6. We have cooler camo
There have been a few periods in my lifetime where fashionistas have rediscovered the trending appeal of the old woodland camouflage that used to be found in military surplus stores. The patterns frequently show up on jeans, jackets, belts, boots, purses and scrunchies. Variations on the green-and-brown pattern have turned up in virtually every color of the rainbow, but when it comes to naturalistic realism, nothing beats the photorealistic patterns kicked out by Mossy Oak and Realtree.
Disagree? Tell you what. Put on some city camo — like a nice blue — and I'll bust out some Break-Up or Max4, and let's hit the wooded paintball range. I'm almost positive I will find you and light you up with multiple splotches, like Predator hammering Carl Weathers in some Central American jungle.

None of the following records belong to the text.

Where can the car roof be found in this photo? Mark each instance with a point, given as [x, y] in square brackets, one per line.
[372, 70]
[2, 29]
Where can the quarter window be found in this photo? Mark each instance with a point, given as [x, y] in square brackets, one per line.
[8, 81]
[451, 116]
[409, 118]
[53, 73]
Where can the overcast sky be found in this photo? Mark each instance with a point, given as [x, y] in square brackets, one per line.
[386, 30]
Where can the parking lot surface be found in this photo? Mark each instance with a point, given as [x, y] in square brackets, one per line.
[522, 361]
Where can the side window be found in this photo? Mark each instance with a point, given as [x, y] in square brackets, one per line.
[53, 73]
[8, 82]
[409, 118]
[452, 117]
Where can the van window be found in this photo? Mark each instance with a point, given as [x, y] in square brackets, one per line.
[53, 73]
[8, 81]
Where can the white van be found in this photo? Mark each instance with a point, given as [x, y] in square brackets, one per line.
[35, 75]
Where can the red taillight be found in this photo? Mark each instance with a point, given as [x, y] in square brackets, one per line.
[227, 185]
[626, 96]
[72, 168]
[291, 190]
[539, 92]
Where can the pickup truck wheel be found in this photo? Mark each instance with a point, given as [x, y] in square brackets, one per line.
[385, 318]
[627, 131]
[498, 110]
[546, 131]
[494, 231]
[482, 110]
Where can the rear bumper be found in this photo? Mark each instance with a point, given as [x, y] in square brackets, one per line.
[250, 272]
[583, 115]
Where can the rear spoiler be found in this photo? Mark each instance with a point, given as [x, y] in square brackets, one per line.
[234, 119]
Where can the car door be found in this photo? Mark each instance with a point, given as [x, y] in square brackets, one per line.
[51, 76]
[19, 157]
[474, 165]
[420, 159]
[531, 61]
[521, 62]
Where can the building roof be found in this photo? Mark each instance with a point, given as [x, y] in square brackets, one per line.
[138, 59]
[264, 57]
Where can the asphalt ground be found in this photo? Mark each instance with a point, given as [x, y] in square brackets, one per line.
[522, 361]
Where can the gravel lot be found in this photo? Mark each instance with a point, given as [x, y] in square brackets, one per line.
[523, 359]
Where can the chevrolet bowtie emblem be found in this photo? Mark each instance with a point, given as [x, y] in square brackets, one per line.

7. We get preferential treatment in parks during hunting season
With the wilderness becoming crowded by more strip malls, town centers and housing developments, deer, geese, bears and other critters have had little choice but to move into our parks and recreational areas where people like to play. And for the most part, they've done a darn good job at adapting to the situation.
But to deal with the conflicts caused by too much human-wildlife interaction, a lot of these parks have turned to managed hunts — which for the sake of bumbling nonhunters who would ignorantly speed-walk right into the middle of a hunt — are closed to everyone but those people hunting at the time. This irks the heck out of anti-hunters, who have to go walk their dogs or play disc golf somewhere else for a day or two. If they're jealous, they're always welcome to take a hunter ed course, toss on some orange and climb into a stand.
8. Hunters have co-opted the word 'outdoors '
Everyone loves the idea of the outdoors, even if they don't really understand it or want to spend time in its purest, most raw state — that is, as an active player in the whole predator-prey relationship.
Don't believe me? Just take a cruise past the entrance of some of our nation's finest and newest golf courses and McMansion neighborhoods, and you'll find names like Hunter's Glen, Deer Chase or Fox Run, for example. City folks love the rugged image of the outdoorsman chopping wood, carving out the land and standing tall among the wilderness, but too many of them only want to experience it in the pages of Southern Living, from the bug-free safety of a screened-in porch or from the climate-controlled interior of a Lexus rambling down a paved road at Yellowstone.
Despite this, it irks them that they can't claim the term 'outdoorsman ' for any of the activities they find acceptable. Whether you camp, hike, kayak or rock climb, you still aren't an outdoorsman. Nope. That term is reserved for a hunter — and our consumptive angling brethren — and nobody else.